Der Streit um die Lugner-Villa geht weiter – und wird immer emotionaler. Am Freitag wurde vor dem Landesgericht für Zivilrechtssachen in Wien weiterverhandelt. Im Zentrum standen erneut die Vorwürfe rund um die Pflege von Richard Lugner (†91).
Gleich zu Beginn ging es auch um einen möglichen Vergleich. Das neue Millionen-Angebot der Lugner & Söhne Privatstiftung liegt weiterhin auf dem Tisch. Eine Einigung gab es am Freitag allerdings noch nicht. Simones Anwalt Florian Höllwarth erklärte, man müsse sich über das Angebot noch beraten.
Der Anwalt der Stiftung, Markus Tschank, machte hingegen klar: "Das Angebot liegt weiter am Tisch, ist aber befristet." Gleichzeitig erneuerte er die Vorwürfe gegen Simone. Wörtlich sprach er davon, dass Simone Lugner ihren "Ehepflichten und der Pflege von Richard Lugner" nicht nachgekommen sei.
Danach ging es mit den Zeugenaussagen weiter. Eine Mitarbeiterin aus der Lugner City schilderte eine Begegnung mit Richard Lugner. Sie habe ihn bei einer Besprechung gesehen. Lugner sei mit Krücken ins Büro gekommen, habe sich aber selbstständig bewegt. Ansonsten habe er auf sie einen normalen Eindruck gemacht.
Auch Simone Lugner kam in der Aussage zur Sprache. Richard Lugner habe gewollt, dass sie sich um Aufgaben rund um Mahnungen kümmert. Simone habe dies jedoch abgelehnt – mit dem Argument: "Mahnungen sind keine Chefsache."
Simone stellte vor Gericht aber klar: Bei der Besprechung sei es darum gegangen, welche Kunden gemahnt werden sollten und welche nicht. Richard Lugner sei dabei teilweise sehr kulant gewesen. Die Entscheidung habe letztlich nur er als Chef treffen können. Auf Grundlage einer Liste seien anschließend die Mahnungen verschickt worden. Diese habe der Bauherr teilweise selbst verfasst. Laut Simone sei das aber Aufgabe eines Büros, etwa der Buchhaltung; deshalb habe sie diese Tätigkeit abgelehnt.
Besonders brisant war die Aussage des zweiten Zeugen. Der Mann arbeitet in einer Privatklinik als Fahrer und Pfleger und schilderte seine regelmäßigen Fahrten mit Richard Lugner.
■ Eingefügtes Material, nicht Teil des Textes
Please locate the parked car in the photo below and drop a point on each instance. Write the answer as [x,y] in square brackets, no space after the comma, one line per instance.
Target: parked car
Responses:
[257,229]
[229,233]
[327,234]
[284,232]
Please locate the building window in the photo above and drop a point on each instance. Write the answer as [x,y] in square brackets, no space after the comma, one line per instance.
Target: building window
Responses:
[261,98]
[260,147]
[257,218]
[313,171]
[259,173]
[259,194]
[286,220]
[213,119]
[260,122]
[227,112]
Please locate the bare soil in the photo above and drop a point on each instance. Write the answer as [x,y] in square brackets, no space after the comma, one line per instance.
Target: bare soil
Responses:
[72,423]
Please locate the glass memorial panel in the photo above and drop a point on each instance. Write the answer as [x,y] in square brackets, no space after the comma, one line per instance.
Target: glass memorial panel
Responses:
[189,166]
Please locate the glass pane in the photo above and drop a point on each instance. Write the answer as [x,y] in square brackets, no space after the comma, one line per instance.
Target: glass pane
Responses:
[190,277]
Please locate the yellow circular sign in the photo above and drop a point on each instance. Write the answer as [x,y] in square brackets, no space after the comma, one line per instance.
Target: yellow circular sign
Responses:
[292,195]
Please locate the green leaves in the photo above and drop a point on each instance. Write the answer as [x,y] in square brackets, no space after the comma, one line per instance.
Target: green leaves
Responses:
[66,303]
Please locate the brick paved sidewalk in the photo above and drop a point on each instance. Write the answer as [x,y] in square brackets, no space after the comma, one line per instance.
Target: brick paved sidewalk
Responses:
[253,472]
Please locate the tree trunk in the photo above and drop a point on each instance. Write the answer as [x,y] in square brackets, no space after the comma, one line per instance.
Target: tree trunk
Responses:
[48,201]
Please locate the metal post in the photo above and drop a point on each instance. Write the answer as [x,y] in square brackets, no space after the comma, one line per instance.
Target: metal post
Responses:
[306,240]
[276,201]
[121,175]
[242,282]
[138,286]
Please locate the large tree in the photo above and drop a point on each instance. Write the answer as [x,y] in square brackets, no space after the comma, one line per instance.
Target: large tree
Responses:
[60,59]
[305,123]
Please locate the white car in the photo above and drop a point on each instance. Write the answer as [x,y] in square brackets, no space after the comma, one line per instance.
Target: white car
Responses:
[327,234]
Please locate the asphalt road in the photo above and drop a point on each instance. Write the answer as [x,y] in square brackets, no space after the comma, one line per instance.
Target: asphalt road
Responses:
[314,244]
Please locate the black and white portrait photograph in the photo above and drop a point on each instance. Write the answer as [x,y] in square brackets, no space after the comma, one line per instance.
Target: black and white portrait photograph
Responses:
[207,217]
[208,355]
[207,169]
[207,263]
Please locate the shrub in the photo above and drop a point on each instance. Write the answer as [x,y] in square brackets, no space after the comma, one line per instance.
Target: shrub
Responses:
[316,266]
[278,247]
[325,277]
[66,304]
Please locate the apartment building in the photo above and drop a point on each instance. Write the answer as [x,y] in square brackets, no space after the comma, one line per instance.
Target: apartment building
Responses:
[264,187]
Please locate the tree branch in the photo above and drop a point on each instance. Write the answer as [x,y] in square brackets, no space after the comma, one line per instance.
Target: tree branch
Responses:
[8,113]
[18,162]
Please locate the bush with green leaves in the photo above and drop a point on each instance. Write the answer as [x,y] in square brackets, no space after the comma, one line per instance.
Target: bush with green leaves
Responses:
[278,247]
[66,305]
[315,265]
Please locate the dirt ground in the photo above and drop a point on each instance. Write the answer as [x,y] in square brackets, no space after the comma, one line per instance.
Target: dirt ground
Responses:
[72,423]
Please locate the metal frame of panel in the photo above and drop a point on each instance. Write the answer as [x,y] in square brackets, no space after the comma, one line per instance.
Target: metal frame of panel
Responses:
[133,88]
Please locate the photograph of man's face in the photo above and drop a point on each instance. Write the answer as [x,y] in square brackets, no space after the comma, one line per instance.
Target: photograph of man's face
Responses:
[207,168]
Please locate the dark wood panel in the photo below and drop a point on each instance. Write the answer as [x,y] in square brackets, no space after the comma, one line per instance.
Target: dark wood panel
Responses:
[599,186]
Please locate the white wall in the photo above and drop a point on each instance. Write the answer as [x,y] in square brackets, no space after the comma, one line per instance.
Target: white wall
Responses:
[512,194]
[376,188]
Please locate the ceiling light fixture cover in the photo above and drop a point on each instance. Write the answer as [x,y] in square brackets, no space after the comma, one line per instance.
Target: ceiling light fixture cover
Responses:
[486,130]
Im Juni 2024 habe er erstmals den Auftrag bekommen, Lugner abzuholen. Er sei dann fast täglich im Einsatz gewesen und habe den Baumeister nach Behandlungen wieder nach Hause gebracht. Bis zu Lugners Tod blieb er im Einsatz.
Simone sei bei einer dieser Fahrten einmal dabei gewesen, ansonsten sei stets eine Pflegerin an Lugners Seite gewesen. Der Zeuge sagte, er sei von Lugners Tod überrascht gewesen. Einen drastischen Einbruch seines Gesundheitszustands habe er nicht wahrgenommen. Es habe zwar immer wieder ein Auf und Ab gegeben – "zwei gute Tage, dann wieder schwach". In der letzten Woche vor seinem Tod habe Lugner auf ihn sogar einen guten Eindruck gemacht. Gleichzeitig machte der Zeuge klar: Richard Lugner sei "ohne Unterstützung und Pflege nicht zurechtgekommen".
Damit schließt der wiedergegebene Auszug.